Hosnieh Rafiee wrote:
>>> In corporate environments it is very important that cross-correlation
>>> of log events can occur to support various operational processes (also
>>> over longer periods of time and for examining historical records).
>>> IPv4 did not randomly rotate end node identifiers in an uncorrelated
>>> manner, and the consequences of this new behaviour could be far
> reaching.
>> Well, I think the jury is out on use of 4941 in enterprise environments.
> There
>> are advantages and disadvantages. Accountability is still manageable.
>>
>> But in general I agree with Ray's points.
>>
>
> If the monitoring is the key role in your network and you have access to the
> inside of your whole network, the question is why you sacrifice your users
> privacy by having the same IID forever in the same network? You can use a
> monitoring system where log the MAC and IP addresses of the pcs. If the IP
> addresses changes, you can still monitor them based on their MAC and log
> this new IP address for this computer for further usage or any new events
> and keep this log for a certain period of time. 
>
> Thanks for your comments.
> Regards,
> Hosnieh
>
>

I think you greatly underestimate and trivialise the proliferation of
operational processes and systems that use an IP address as a node
identifier and as a key to other data, and that rely on it being largely
time invariant/ stable (at the very least for a decent caching interval
so that it doesn't have to be resolved for every inbound
packet/connection being processed, or for the time that the machine is
switched on). I think that risk is well worth noting in your draft.

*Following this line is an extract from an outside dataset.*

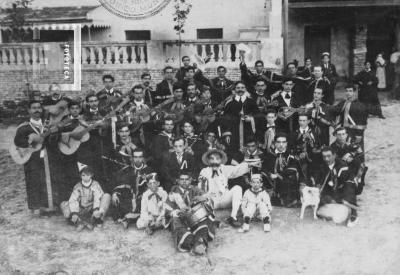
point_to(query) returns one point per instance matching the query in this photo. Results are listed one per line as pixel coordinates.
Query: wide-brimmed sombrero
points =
(207, 154)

You only have to look at something like ~/.ssh/known_hosts, where a flat
file uses an IP address to associate a server with a public key, to see
how widespread this practice is. If you want it to stop this practice 1)
it's going to be a long and painful process 2) you'll probably need to
provide a viable alternative source for node identifiers and/or user
identifiers.

Otherwise if something like my SSH server process decides to time cycle
it's IP address and dynamically update DNS due to a lifetime timing out
1) it is likely that every single long-lived remote SSH session will be
broken at some point,
2) upon reconnection to the new server address registered in DNS, all
users will likely be asked to relearn/reconfirm the trust relationship
with the server.

That trust association can't be trivially repaired for an automatic/cron
process without an alternative trusted source of node identifier.

This is just one of a myriad of examples.